Information
- Established: 1995
- Closed: 2004

= Weldon Park Academy =

Defunct school in Ontario, Canada

Weldon Park Academy was a private school located at 451 Ridout Street North in London, Ontario that closed down in 2004. The school offered students a contiguous education from Montessori Casa up to OAC and was a member of the Conference of Independent Schools.

Students were required to wear uniforms while at school. In Lower School, males wore grey pants, a dress shirt, and a red vest emblazoned with the school crest, while females wore a blouse and tunic. In Middle School, males added a school tie to their uniform, while females adopted a kilt with white shirt, red vest, and tie. In Upper School, males and females dropped the vest in favor of a blazer.

==History==
The school was founded in April 1995 by a group of parents and business leaders from London, Ontario. The school was originally intended to be located at a library building at Weldon Park in Arva, Ontario, but on the day the school was to be first presented to the public, the school administration and the parents were informed that zoning bylaws would not permit a private school at that location.

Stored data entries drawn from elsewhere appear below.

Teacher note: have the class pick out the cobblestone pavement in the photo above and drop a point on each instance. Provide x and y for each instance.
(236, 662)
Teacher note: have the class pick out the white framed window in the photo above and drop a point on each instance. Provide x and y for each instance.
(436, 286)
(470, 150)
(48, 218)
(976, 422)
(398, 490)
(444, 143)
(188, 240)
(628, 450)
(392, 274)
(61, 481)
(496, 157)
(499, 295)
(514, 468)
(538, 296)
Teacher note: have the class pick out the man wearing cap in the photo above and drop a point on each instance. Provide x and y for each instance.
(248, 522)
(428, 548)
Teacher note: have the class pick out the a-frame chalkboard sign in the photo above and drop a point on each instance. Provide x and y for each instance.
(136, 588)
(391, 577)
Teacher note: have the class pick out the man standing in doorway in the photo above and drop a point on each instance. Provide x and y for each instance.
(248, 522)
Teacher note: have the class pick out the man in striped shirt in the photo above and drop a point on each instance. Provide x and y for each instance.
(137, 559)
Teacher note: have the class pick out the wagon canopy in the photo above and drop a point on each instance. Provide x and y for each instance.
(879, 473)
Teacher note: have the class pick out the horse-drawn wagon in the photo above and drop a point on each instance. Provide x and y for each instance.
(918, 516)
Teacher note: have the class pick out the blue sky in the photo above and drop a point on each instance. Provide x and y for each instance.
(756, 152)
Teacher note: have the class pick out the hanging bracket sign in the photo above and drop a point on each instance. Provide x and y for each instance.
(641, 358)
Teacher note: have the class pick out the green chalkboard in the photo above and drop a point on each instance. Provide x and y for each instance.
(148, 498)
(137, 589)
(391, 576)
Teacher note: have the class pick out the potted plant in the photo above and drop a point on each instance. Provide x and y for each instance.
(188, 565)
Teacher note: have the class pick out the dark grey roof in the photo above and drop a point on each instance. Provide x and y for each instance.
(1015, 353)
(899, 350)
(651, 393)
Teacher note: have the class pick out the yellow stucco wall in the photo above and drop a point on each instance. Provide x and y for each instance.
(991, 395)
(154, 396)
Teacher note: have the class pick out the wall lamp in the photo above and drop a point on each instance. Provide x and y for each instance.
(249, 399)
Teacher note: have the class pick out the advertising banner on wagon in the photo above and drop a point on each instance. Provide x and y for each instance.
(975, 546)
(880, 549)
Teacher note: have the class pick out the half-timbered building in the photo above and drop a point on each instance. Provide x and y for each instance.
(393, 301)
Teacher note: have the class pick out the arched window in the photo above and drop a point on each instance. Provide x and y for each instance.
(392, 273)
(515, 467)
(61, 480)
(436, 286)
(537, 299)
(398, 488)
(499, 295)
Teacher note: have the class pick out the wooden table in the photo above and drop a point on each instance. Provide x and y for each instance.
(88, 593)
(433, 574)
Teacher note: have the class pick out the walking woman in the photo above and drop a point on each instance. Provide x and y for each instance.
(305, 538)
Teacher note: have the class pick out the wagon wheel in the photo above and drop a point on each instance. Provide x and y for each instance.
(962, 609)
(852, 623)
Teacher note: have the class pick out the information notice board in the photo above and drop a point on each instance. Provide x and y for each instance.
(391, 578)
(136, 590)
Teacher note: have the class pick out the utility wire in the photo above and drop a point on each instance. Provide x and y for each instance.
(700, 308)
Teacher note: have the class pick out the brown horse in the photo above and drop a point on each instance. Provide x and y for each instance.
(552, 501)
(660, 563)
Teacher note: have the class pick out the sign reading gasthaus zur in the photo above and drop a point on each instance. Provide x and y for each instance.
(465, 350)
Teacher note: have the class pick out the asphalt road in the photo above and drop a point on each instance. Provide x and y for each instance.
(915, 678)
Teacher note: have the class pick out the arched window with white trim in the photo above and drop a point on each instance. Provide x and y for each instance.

The school was opened the next year in Spencer Lodge, a small building that was shared with the Scout Shop, but the school's original name of Weldon Park Academy was kept. With an initial enrollment of less than fifty students, the school was soon hailed as the fastest growing private school in Canada. The school was not without its problems: notable events that year included a structural fire and a flood that destroyed numerous books in basement-located class rooms.

In 1997, the school was no longer small enough to fit in Spencer Lodge, and it moved to the previous Graphics Building at the University of Western Ontario. After another three years, the school had outgrown that building as well, and the school moved into its final home of the renovated Labbatt Building, also the site of the first private school in London. This was a six-storey building that could more than hold the approximately 400 enrolled students; it also featured state-of-the-art science laboratories. The school benefitted from its close proximity to the London Regional Art and Historical Museum, where students took art lessons, and Harris Park, used for sports activities. In 2000, the school achieved its goal by finally became accredited with the International Baccalaureate Organization.

By 2001 a struggle between the Board of Governors and the Senior Administration of the school had fully developed. The Volunteer Board was pressing for an increased operational presence in the school. This push was in violation of established policies and was greatly opposed by the school administration.

The dispute between the Board and the Headmaster was further elevated when the Board of Governors insisted that, because of their volunteer positions, they should qualify for bursaries and scholarships in recognition of their service. One Board member insisted that as he was an original school founder, that his three children be given free tuition in perpetuity. This Board member's conflict of interest, coupled with the Headmaster's expulsion of a child of another Board member for a gross violation of the school code of conduct resulted in a governance battle between the Board and the Headmaster.

This was as a major turning point in the school's history and brought about a general lack of confidence as many of the students and teachers had known the Headmaster personally. The new Headmaster, Terry Clifford, was seen as cold to parents' and students' concerns, seeking mainly to employ his family members and his personal lawyers to senior administrative positions within the school. At the end of the academic year, the school refused to renew the contracts of many of the teachers, while others left voluntarily. In June 2003, the school shut down after a steady decline in
enrolment from 574 students in 2000 to 140 in 2003.Enrollment plummeted as students lost teachers with whom they had grown up. The school went through a number of headmasters in the next couple of years, before closing in 2004 and transferring ownership of the building to Nancy Campbell Collegiate Institute, where a few of the teachers and students chose to continue.

Few, if any, of the founding students and teachers remained at the school; some of the students transferred to London Central Secondary School or other local schools, while others are now in university. Most of the teachers are teaching elsewhere or have retired.